まとめ|iptablesの正体とファイアウォール設定で押さえる要点

iptablesは、Linuxカーネル内でパケットを検査するNetfilterに対して、「この通信は通す・この通信は落とす」というルールを与えるコマンドです。ルールはテーブルとチェインという入れ物に整理されます。通信の許可・拒否を担うのがfilterテーブルで、その中にサーバーへ入る通信を見るINPUT、出て行く通信を見るOUTPUT、通り抜ける通信を見るFORWARDというチェインがあります。各チェインに上から順のルールを並べ、最初に一致したルールのターゲット(ACCEPTで許可、DROPで無言破棄、REJECTで拒否応答)で運命が決まる仕組みです。

実務でまず押さえたいのは、iptablesの設定は「基本を全部拒否にして、必要な通信だけ穴を開ける」順序で組むこと、そして接続追跡(conntrack)を使ってESTABLISHEDな戻り通信を許可し、SSHで自分が締め出されないよう最初にSSHの許可ルールを入れることです。もう一つ避けて通れないのが永続化で、iptablesのルールはメモリ上にあり再起動で消えるため、iptables-saveとiptables-restoreで保存・復元する必要があります。加えて、主要ディストリビューションの既定は後継のnftablesへ移行が進んでおり、新規構築ではnftablesやfirewalld・ufwといった上位ツールを選ぶかどうかも含めた設計判断が必要です。以下で定義・仕組み・設定・移行判断を順に解説します。

iptablesとは|Netfilterを操作してパケットを取捨するファイアウォール

最初にiptablesが何を操作しているのかを固めます。ここが曖昧だと、後半のnftablesとの違いや、firewalldをかぶせる構成の意味が捉えづらくなりがちです。iptablesは単体でパケットを止めているのではなく、カーネル内のパケット検査エンジンへ指示を書き込むコマンドとして動きます。

iptablesが操作するNetfilter:カーネル内でパケットを検査する実体

パケットを実際に通したり落としたりしているのは、Linuxカーネルに組み込まれたNetfilterという枠組みです。iptablesは、そのNetfilterに対して「どんな条件のパケットを、どう扱うか」というルールを登録・削除・一覧するためのユーザー空間コマンドにあたります。つまりiptablesを実行してルールを書くと、その内容がカーネル側の検査表に反映され、以降のパケットはカーネルがその表に照らして処理する流れです。この分業を押さえておくと、iptablesコマンドで設定した内容がなぜ即座に効き、なぜ再起動で消えるのか(メモリ上のカーネル設定だから)が一本の筋で理解できます。
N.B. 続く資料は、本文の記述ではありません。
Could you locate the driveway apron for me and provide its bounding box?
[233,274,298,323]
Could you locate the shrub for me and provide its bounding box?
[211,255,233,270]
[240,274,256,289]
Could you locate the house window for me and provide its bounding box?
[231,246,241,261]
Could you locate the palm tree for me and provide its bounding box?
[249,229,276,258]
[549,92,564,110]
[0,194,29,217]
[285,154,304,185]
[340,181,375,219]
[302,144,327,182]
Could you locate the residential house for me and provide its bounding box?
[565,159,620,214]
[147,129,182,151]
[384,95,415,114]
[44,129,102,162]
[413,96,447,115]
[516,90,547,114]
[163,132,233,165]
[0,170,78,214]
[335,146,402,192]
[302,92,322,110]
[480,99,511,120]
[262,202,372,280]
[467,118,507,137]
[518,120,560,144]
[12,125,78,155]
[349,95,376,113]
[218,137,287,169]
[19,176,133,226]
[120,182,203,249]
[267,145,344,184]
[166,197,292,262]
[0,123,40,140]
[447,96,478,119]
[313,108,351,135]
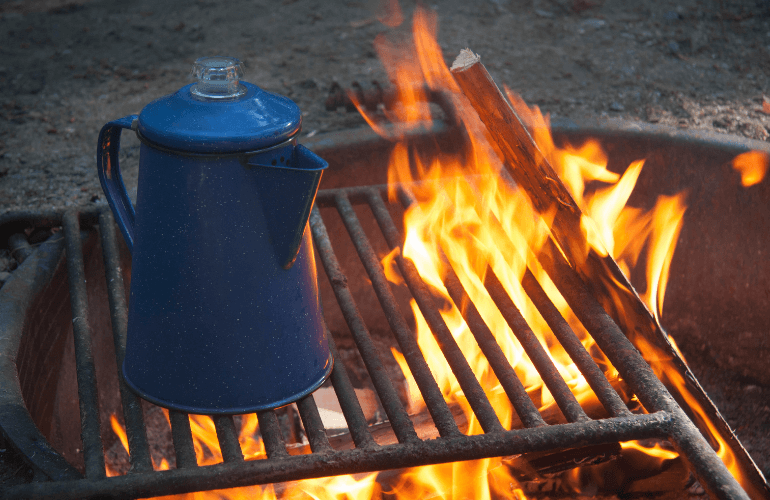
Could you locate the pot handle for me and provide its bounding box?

Netfilterは2.4系カーネル(2001年)で導入され、以来Linuxの標準的なパケット制御基盤として使われてきました。

iptablesが解決する課題:Linuxサーバーの通信を許可と拒否で制御

インターネットに公開したLinuxサーバーには、正規の利用者だけでなく、開いているポートを探る走査や攻撃の通信も届きます。iptablesは、必要なサービス(SSH・Web・メールなど)のポートだけを通し、それ以外の通信を入口で遮断することで、サーバーが待ち受ける面(アタックサーフェス)を絞る役割を担います。ソフトウェアを追加インストールせずLinux標準の機能でファイアウォールを構成でき、IPアドレス・ポート番号・プロトコル・通信の向きといった条件を細かく指定できるのが採用理由です。iptablesはこうしたファイアウォールをホスト自身の上で実現する手段であり、ファイアウォールという仕組み全体の種類や企業での選び方はファイアウォールとは?仕組み・種類とWAF・UTMとの違い、企業の選び方を解説で整理しています。iptablesはその中の、Linuxホスト上のパケットフィルタ型に位置づく実装です。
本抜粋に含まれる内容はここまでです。